By Soncirey Mitchell
Reader Staff
In the four years I attended Sandpoint High School many of my peers took their own lives — in 2015 we lost three in one year. The administration and the community came together to attempt to counteract bullying and create a kind, welcoming environment to protect kids from an unknown and often unseen threat.
During my junior year, in 2017, when the presidential election truly divided us, a fellow student said to me, “My family doesn’t believe in human rights.” He explained that he didn’t know why, but his mother taught him that human rights were “evil” and “unchristian.”
That same year, another peer told me to, “Stop thinking about immigrants as human beings.” This belief was passed down to her from her father.
The Greatest Generation — the ones who fought and died to protect the world from the Nazis, whose hate-speech white supremacists now parrot across the U.S. — saw the institution of the Universal Declaration of Human Rights.
Some of the rights outlined in the UDHR are the right to life, liberty, security of person and to be recognized as a human being, as well as freedom from slavery and torture.

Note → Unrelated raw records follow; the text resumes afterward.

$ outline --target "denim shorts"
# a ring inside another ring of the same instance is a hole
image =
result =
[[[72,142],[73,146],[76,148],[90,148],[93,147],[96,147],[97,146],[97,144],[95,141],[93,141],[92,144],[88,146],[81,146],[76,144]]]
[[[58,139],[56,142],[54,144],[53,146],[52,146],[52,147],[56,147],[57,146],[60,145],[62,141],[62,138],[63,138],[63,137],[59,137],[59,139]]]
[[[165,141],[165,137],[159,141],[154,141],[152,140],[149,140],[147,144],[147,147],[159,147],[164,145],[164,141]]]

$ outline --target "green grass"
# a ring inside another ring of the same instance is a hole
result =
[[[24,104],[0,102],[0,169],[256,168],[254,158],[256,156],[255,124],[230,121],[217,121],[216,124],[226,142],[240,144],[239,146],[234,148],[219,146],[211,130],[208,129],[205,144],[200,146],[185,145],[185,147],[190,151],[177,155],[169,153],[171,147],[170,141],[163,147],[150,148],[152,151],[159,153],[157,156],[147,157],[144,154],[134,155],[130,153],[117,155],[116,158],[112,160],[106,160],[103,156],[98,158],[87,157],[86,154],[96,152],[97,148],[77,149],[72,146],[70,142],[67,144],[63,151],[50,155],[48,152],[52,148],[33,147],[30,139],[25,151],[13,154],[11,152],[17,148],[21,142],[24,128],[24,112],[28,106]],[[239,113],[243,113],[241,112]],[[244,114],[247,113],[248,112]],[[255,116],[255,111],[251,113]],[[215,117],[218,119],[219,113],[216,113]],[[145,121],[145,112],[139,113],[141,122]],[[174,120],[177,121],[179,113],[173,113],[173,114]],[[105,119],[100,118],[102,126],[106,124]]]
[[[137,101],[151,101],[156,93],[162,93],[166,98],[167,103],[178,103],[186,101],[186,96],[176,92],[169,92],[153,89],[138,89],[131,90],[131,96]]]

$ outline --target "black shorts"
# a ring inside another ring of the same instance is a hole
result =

Read the UDHR alongside the Declaration of Independence and the U.S. Bill of Rights and you’ll see that human rights are the foundation of this country.
When I think about all the kind, vibrant teenagers who took their own lives, I have to ask: How can we beg our children to live, and yet teach them that human life is meaningless? How can someone read Jesus’ command to “Love each other as I have loved you,” and call it unchristian?
Political extremists want to convince us that human rights are “liberal lies,” because if they prey on party affiliation, they can manipulate people into willingly forfeiting their lives. Republican, Democrat or Independent, we must agree that everyone is entitled to life, liberty and the pursuit of happiness.
If we want our community, our nation, our world to survive, we must hold human rights above political affiliation. No one should go to the polls to vote for politicians who, no matter what, will always enjoy the rights they force us to abandon.